Newspapers: The Blooming Desert

3 minute read
TIME

These days, starting a new big-city daily takes more money than most men have or care to risk. The mortality rate reaches perilously close to 100%, and even if the tender seedling manages somehow to sprout, it must struggle for growth in the sun-robbing shadow of sturdy old plants—well-rooted dailies that have been around long enough to become a habit. These difficulties seem particularly obvious in Phoenix, Ariz., which already has two papers—Eugene Pulliam’s Republic and Gazette—and has indicated no crying need for another. Yet last week the city was alive with journalistic nurserymen:

> JAMES M. SMITH, a leathery, 70-year-old cattleman was well into his second week of publishing the Arizona Journal. Phoenix has seen this masthead before. It was flown for a year by onetime Arizona Attorney General Bob Morrison, but last winter, after the U.S. Government demanded payment of some $200,000 in delinquent taxes, Morrison hauled his ensign down (TIME, Feb. 15). To run it up again, Cattleman Smith acquired the handful of assets left by the Journal—principally the empty plant, some office furniture and Bob Morrison, who still has accounts to settle with assorted creditors. Smith has pledged a chunk of his personal fortune to tide his nursling through the months ahead.
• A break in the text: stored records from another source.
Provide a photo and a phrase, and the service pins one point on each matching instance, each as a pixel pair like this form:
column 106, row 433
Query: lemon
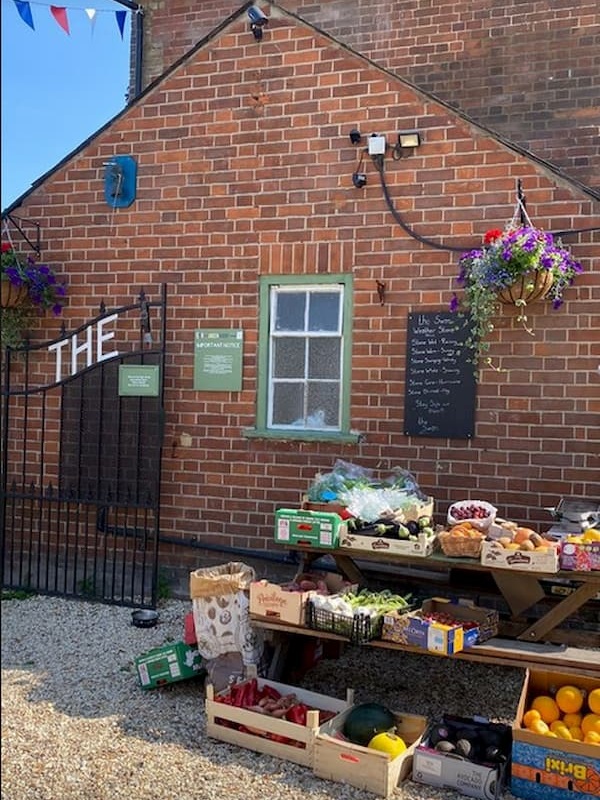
column 388, row 743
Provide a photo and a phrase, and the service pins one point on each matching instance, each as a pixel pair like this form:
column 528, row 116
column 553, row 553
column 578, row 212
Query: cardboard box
column 480, row 779
column 548, row 768
column 263, row 733
column 494, row 556
column 582, row 557
column 271, row 601
column 338, row 760
column 421, row 546
column 448, row 639
column 332, row 507
column 316, row 528
column 168, row 664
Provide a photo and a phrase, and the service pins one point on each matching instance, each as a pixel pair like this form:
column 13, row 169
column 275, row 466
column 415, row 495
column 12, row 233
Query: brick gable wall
column 244, row 168
column 527, row 69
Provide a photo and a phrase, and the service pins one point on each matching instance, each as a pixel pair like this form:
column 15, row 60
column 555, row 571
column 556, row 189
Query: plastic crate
column 358, row 629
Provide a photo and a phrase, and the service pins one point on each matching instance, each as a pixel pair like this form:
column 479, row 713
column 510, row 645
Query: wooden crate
column 301, row 753
column 338, row 760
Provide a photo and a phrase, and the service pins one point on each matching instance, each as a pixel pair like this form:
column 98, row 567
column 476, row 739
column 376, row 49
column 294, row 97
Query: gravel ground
column 76, row 726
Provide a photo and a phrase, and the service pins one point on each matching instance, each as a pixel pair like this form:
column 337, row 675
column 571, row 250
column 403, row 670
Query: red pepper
column 325, row 715
column 270, row 692
column 297, row 713
column 237, row 694
column 223, row 698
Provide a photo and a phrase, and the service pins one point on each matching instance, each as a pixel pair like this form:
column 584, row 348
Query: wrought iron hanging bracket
column 17, row 222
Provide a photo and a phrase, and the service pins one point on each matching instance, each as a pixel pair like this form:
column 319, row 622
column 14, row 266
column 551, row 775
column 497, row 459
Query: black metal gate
column 82, row 428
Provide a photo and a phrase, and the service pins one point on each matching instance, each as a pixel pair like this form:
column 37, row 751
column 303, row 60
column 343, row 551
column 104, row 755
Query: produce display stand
column 527, row 645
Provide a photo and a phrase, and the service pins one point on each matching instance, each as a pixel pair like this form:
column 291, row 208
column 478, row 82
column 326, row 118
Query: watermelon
column 366, row 720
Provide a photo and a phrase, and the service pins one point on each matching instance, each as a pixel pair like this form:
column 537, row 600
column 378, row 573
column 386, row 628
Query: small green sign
column 138, row 380
column 218, row 356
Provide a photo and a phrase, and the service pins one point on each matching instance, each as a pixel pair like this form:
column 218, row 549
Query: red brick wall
column 244, row 168
column 529, row 69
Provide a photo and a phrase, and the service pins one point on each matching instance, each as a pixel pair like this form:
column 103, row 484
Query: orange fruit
column 591, row 722
column 539, row 726
column 594, row 700
column 531, row 716
column 569, row 699
column 572, row 720
column 576, row 733
column 561, row 730
column 522, row 535
column 547, row 707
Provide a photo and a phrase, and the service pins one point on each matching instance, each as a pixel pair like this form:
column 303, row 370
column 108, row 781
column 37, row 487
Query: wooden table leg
column 520, row 590
column 560, row 612
column 348, row 568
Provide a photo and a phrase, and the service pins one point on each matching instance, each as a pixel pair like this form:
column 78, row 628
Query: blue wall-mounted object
column 120, row 179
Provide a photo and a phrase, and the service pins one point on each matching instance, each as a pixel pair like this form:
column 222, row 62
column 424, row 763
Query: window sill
column 350, row 437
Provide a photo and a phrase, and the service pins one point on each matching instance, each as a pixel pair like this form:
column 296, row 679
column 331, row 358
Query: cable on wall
column 378, row 162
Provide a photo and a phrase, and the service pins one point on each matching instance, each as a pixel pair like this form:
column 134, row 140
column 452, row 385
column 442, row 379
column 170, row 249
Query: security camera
column 257, row 17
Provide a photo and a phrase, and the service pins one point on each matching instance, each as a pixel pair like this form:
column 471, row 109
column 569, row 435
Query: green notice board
column 218, row 359
column 138, row 380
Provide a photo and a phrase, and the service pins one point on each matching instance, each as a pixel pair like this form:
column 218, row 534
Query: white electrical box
column 376, row 145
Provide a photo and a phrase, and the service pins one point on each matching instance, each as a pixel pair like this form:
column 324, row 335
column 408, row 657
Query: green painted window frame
column 345, row 434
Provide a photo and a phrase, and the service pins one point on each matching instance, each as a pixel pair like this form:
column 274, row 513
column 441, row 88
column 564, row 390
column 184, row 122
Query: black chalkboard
column 439, row 395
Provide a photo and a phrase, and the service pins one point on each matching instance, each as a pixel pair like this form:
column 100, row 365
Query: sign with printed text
column 138, row 380
column 218, row 354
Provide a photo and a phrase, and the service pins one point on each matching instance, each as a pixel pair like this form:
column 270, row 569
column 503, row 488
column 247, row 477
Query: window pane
column 289, row 313
column 289, row 357
column 288, row 404
column 323, row 405
column 324, row 358
column 324, row 311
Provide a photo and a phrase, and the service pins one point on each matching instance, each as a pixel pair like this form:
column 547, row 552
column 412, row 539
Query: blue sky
column 57, row 89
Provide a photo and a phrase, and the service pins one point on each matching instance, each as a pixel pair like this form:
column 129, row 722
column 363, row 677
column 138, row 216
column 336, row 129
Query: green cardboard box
column 316, row 528
column 168, row 664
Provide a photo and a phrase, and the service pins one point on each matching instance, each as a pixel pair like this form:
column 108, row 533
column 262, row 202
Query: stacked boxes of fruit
column 441, row 626
column 581, row 551
column 556, row 737
column 468, row 520
column 368, row 746
column 470, row 755
column 511, row 546
column 270, row 717
column 357, row 616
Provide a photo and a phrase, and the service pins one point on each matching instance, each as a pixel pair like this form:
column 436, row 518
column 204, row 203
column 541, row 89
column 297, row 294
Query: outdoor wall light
column 359, row 179
column 258, row 19
column 409, row 139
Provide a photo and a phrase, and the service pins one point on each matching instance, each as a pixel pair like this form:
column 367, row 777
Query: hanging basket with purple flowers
column 518, row 265
column 27, row 289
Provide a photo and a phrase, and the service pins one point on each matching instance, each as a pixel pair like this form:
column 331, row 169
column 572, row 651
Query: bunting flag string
column 61, row 15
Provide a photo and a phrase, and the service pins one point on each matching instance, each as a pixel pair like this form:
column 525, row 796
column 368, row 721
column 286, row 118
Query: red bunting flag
column 120, row 16
column 60, row 15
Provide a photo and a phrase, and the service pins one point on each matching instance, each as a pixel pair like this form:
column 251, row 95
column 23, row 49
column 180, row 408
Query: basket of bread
column 462, row 540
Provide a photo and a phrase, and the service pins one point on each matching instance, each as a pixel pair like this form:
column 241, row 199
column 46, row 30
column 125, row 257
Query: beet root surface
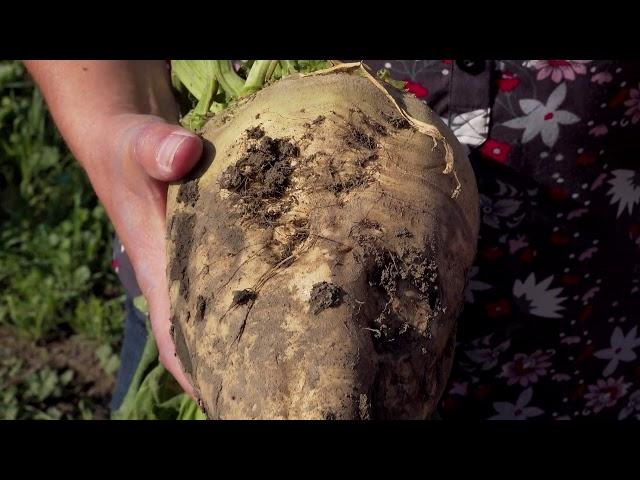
column 317, row 258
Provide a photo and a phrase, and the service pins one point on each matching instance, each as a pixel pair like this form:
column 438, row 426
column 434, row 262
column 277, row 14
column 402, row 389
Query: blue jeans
column 135, row 337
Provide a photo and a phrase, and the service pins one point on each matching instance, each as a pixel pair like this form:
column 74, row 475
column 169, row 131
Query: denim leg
column 135, row 337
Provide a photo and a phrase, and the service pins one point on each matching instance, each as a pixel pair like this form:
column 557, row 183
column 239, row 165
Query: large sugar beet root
column 318, row 258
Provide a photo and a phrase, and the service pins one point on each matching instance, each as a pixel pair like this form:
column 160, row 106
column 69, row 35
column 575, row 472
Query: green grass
column 55, row 238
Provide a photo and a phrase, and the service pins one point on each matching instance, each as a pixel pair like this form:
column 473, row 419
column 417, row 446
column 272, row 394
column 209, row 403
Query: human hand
column 119, row 119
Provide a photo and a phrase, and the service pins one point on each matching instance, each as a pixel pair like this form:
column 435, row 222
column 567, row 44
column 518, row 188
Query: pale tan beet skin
column 373, row 353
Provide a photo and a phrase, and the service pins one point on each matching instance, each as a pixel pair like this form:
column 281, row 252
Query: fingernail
column 168, row 149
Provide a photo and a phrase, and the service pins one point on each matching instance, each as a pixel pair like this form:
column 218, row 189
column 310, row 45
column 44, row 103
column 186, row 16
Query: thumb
column 166, row 152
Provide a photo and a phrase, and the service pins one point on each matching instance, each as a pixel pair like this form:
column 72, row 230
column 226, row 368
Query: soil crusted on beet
column 188, row 193
column 261, row 176
column 325, row 295
column 182, row 226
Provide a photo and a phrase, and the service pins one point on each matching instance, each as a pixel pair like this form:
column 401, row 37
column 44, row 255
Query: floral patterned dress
column 550, row 327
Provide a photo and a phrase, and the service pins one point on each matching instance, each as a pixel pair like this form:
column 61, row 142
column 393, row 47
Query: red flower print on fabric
column 495, row 150
column 508, row 82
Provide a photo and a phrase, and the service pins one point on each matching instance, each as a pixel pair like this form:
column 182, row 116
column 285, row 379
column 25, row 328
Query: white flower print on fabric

> EVAN MECHAM, 39, another Arizonan, operating largely on nerve, got into print this week with the first issue of the Phoenix Evening American. To get even this far, Mecham had to cannibalize the corpse of the Arizona Journal—by buying its offset presses right out from under Cattleman Smith’s nose, and leaving Smith to scrabble for new presses.

> HANK GREENSPUN, a blustering, cantankerous sometime politician and newsman, came down from Nevada last January to pick the bones of the Arizona Journal and, failing in that mission, bought a successful shopping throwaway, the Phoenix Sun, as a kind of consolation prize. Greenspun, who also publishes the Las Vegas Sun, hopes to have his Phoenix Sun rising daily before the end of the year.

All this interest in publishing seems inspired by something other than the ambition to add a mite to the measure of the U.S. press. Of the three men, only Greenspun can claim any newspaper experience. But all three are disappointed politicians. Republican Hank Greenspun took a flyer at the governorship of Nevada in 1962 and was ignominiously shot down in flames. In 1948 and again in 1950, Cattleman Smith unsuccessfully sought the nomination as Democratic candidate for Arizona Governor—and in neither case did he get any help from Phoenix’s two Republican papers. Last year Mecham, running against Arizona’s patriarchal U.S. Senator, Democrat Carl Hayden, was the only Republican on the ticket that the two papers did not endorse. Mecham lost.

In trying a hand at newspapering, Arizonans Mecham and Smith are both probably burning to get even with Gene Pulliam, the aggressive, conservative proprietor of the Republic and the Gazette—although, of course, neither puts it quite that way. “What Gene Pulliam has done with his newspapers,” said Jim Smith, “has destroyed the two-party system in the state of Arizona.” Mecham has recruited some of his key editorial help by raids on Gene Pulliam’s ranks. If any of these efforts at competition bothered Gene Pulliam, he was successfully keeping his worries a secret. Even as the first of the newcomers reared its timid and tender shoot, he flew off for a holiday in Europe.